L'express régional a déraillé le 3 juin 2022 entre Garmisch-Partenkirchen et Farchant. Selon les enquêteurs, les traverses ont perdu leur résistance en raison de réactions chimiques à l'intérieur du noyau de béton armé. Des entretiens avec plus de 60 personnes et l'analyse de dix millions de points de données ont révélé que les signaux d'alerte avaient été ignorés.
Le cabinet d'avocats a conclu que l'accident était "évitable", soulignant les violations des règles par le personnel au sol et l'insuffisance des mesures prises par la direction de DB Netz à l'époque, malgré une connaissance approfondie des traverses défectueuses. D'anciens membres du conseil d'administration sont également mis en cause.
"Ce résultat est choquant et profondément triste", a déclaré Philipp Nagl, directeur de DB InfraGO. "Je peux assurer aux personnes endeuillées et aux victimes que nous avons déjà pris, et que nous continuerons à prendre, toutes les mesures nécessaires. Il s'agit notamment de prendre des mesures contre les responsables et de mettre en place de nouvelles mesures de protection pour éviter de nouvelles fautes à l'avenir.
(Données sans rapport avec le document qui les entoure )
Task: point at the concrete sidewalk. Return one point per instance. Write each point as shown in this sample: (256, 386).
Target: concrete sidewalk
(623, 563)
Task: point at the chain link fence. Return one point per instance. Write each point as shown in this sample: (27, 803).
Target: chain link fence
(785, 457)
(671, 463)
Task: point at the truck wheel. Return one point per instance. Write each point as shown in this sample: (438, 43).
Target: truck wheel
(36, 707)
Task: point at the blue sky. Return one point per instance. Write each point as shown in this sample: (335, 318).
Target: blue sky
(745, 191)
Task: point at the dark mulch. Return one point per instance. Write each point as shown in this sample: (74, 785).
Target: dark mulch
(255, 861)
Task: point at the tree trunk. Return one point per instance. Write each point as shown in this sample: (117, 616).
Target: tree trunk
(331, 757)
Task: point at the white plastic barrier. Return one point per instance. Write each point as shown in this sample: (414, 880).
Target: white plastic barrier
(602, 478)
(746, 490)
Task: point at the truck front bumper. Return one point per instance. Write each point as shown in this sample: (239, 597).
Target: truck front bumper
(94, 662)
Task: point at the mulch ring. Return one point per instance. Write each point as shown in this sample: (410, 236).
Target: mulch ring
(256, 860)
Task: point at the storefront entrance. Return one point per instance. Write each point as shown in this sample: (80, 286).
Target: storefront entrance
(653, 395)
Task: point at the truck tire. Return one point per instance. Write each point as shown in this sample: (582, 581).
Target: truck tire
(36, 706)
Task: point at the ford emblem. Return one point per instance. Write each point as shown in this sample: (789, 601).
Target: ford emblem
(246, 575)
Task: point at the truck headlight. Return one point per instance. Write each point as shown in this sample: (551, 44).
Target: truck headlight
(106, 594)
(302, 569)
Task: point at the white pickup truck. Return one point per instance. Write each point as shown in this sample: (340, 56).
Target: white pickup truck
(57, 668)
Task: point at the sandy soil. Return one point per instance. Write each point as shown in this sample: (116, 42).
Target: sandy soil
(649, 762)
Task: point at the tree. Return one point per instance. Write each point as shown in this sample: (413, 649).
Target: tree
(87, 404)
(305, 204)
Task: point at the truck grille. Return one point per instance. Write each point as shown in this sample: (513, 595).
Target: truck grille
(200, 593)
La DB a déjà lancé un vaste programme de remplacement des traverses, qui a permis d'en retirer environ deux millions à ce jour. Des directives techniques plus strictes, des mesures de formation et un contrôle de la sécurité ont également été mis en place. Un projet d'assainissement à long terme, prévu jusqu'en 2027, s'attaquera aux lacunes organisationnelles, procédurales et culturelles.
InfraGO a confirmé qu'elle intentera également des actions en dommages et intérêts contre les anciens membres du conseil d'administration. Gleiss Lutz contrôlera les efforts d'assainissement de la DB dans le cadre d'une surveillance volontaire. M. Nagl a ajouté : "Nous mettrons en œuvre les enseignements de ce rapport sans faire de compromis".